Natural childbirth or programmed caesarean section: advantages and disadvantages

Many doctors and scientists deplore a lack of information on the risks of vaginal birth. Others, on the contrary, believe that a caesarean section is more risky for the mother and baby.

How to find your way around? The very thorough QUALI-DEC studies give you some clues in the booklet at the bottom of the page that you can download.

But first of all, here is a short reminder of the advantages and disadvantages of each method.


  • If you and your baby are in good health and receive appropriate support from qualified personnel, natural childbirth avoids unnecessary medical interventions and the risks associated with surgery and/or anaesthesia.

  • A natural childbirth also avoids complications for future pregnancies related to a caesarean section scar, should you become pregnant again.

  • Normally, women who have a vaginal birth need a shorter hospital stay and recover more quickly than those who have a caesarean section.

  • With a natural birth, you will have immediate and sustained contact with your baby and increase your chances of starting and successfully breastfeeding.


  • A forceps or suction delivery is possible if the baby has difficulty coming out.

  • A complication of vaginal birth for the baby is the risk of injury to the nerves that send signals from the spinal cord to the shoulder, arm and hand.

  • After birth, there is a risk of pain in the perineum.

  • There is also an increased risk of bladder weakness in the following two years. The perineum needs to be re-educated to prevent leakage. Each vaginal birth increases the risk of bladder weakness a little more, but this leakage usually disappears within two years after the birth.


  • If it is performed before the start of labour, a caesarean section can prevent pain during labour and excessively long labour.

  • A scheduled Caesarean section reduces the risk of an emergency Caesarean section during labour or a forceps or vacuum-assisted vaginal delivery.

  • With a caesarean section, you will have less pain in the perineum after the baby is born and during the first three months after birth than if you had a vaginal delivery.

  • With a caesarean section, you will probably reduce the risk of accidental or involuntary urine loss (urinary incontinence) over the next two years, but there is no difference afterwards compared to a vaginal birth.

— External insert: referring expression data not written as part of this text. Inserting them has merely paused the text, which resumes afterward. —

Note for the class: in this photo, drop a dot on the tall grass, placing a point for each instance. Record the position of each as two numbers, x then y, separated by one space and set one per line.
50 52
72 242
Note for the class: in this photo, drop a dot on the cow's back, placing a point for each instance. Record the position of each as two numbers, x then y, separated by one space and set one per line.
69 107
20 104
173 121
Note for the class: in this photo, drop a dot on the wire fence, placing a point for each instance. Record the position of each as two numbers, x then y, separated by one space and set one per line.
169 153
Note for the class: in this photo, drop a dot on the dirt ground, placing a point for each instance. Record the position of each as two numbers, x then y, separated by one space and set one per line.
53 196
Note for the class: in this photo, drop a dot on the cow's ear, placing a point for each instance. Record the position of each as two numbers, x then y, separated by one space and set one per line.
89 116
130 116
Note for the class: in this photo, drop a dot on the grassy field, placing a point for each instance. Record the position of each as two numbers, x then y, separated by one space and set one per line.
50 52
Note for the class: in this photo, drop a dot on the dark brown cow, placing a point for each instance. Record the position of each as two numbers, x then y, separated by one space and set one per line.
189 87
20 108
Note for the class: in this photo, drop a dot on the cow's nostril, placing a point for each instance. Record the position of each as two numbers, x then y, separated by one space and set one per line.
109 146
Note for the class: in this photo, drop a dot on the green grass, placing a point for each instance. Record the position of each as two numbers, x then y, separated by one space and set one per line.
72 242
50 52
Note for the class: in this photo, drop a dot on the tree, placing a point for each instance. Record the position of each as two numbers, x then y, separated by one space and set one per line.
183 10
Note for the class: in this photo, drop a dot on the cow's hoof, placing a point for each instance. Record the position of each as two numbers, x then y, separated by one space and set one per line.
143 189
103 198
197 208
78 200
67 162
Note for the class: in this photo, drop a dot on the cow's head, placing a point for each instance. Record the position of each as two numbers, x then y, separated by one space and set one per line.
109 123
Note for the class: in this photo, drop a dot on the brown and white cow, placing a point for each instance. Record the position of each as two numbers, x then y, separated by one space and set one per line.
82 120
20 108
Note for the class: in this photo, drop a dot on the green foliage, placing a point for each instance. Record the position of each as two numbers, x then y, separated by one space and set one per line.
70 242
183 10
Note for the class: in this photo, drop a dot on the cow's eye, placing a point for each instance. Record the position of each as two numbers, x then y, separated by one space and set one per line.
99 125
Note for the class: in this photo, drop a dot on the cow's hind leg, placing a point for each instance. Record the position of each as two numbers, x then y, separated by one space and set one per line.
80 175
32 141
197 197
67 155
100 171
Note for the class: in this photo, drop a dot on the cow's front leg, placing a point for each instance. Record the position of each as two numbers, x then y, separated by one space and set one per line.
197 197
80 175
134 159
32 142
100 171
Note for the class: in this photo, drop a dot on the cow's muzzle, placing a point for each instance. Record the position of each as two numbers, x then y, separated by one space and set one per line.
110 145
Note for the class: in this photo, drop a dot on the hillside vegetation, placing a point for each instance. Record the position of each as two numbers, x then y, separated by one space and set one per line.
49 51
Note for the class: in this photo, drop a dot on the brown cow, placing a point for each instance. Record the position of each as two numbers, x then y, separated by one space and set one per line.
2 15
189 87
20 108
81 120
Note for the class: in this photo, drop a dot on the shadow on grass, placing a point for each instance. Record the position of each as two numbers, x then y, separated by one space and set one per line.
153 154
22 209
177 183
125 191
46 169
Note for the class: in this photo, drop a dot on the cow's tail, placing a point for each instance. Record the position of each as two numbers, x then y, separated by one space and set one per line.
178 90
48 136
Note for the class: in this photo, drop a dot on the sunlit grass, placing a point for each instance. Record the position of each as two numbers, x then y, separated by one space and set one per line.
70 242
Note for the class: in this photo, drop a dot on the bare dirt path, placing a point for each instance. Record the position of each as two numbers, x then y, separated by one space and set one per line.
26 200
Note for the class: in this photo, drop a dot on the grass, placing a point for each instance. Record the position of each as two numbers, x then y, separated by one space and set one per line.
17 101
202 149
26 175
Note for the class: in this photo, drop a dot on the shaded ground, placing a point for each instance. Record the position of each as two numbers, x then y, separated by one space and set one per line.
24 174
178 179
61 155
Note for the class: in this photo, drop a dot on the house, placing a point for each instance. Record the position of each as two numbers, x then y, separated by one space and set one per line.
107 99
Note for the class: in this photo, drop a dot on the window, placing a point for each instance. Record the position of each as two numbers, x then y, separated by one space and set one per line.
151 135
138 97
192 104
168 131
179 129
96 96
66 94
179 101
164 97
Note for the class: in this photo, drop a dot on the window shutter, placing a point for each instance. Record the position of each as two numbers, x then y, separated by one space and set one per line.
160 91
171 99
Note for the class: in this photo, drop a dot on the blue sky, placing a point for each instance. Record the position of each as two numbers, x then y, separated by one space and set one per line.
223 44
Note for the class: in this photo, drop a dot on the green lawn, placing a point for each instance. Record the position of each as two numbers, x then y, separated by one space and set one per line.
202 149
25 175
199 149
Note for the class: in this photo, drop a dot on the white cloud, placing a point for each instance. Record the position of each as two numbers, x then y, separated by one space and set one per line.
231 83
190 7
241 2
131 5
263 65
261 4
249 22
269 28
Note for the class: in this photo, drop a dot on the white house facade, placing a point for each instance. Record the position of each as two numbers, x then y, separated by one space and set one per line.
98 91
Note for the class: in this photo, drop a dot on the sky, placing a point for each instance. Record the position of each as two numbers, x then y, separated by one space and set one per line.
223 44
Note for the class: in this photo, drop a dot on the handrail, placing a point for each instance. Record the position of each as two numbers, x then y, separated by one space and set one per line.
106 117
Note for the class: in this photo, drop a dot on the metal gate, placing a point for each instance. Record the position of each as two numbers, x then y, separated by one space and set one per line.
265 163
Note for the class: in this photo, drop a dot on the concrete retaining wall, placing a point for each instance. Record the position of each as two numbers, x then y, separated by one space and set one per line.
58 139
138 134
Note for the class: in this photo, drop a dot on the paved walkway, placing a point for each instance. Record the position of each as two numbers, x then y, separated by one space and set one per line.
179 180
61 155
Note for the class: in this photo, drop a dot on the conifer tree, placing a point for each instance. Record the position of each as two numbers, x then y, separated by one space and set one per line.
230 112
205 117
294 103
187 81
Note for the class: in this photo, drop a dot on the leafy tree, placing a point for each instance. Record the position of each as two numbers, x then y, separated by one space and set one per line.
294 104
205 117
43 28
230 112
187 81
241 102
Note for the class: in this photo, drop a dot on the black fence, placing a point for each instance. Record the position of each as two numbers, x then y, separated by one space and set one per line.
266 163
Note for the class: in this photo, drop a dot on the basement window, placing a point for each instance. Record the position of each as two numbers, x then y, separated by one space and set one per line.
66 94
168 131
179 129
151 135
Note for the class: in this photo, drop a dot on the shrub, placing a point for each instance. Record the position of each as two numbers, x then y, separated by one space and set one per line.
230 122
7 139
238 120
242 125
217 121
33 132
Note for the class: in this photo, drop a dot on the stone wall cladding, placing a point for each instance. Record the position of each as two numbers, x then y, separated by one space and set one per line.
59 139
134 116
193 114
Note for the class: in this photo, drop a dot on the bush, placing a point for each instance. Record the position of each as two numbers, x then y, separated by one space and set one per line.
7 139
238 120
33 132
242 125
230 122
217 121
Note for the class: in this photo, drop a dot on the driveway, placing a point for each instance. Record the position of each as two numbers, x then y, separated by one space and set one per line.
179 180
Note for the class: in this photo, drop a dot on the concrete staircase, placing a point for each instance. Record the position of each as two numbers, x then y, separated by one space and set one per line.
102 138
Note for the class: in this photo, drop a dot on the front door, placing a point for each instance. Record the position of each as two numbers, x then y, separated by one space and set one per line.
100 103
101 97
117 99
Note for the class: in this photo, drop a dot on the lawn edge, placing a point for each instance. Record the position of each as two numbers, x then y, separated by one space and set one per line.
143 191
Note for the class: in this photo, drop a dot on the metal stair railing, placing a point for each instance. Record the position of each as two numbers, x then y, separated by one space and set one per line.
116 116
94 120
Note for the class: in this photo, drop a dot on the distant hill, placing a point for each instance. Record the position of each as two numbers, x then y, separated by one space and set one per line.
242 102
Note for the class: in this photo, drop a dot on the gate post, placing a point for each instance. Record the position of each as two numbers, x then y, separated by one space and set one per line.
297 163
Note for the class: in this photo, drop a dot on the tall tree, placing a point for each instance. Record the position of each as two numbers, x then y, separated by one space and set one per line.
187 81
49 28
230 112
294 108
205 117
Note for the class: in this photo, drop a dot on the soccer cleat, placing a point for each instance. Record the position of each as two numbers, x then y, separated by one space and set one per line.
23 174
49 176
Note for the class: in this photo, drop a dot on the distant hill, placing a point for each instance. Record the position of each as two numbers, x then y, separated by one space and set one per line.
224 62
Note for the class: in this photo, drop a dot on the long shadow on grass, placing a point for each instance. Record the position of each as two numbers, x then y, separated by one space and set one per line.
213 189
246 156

  • The length of hospitalisation is longer after a caesarean section than after a vaginal delivery.

  • After a caesarean section, you should expect more abdominal pain in the first three months after birth and there is a risk of persistent pain in the wound for 12 months or more.

  • After a caesarean section, you may need extra help at home to take care of you and the baby.

  • A caesarean section increases the risk of postpartum haemorrhage, which can lead to an operation to remove the uterus (hysterectomy).

  • A caesarean section will increase the risk of complications in future pregnancies (uterine rupture, placental detachment, placenta previa or accreta, ectopic pregnancy).

  • A baby born by caesarean section is at higher risk of breathing difficulties after birth, especially if the delivery takes place before the 39th week of gestation.
    – After a caesarean section, the chances of successful breastfeeding are reduced.
    – Complications in adulthood are more common in babies born by caesarean section than by low birth weight: obesity, diabetes and allergies.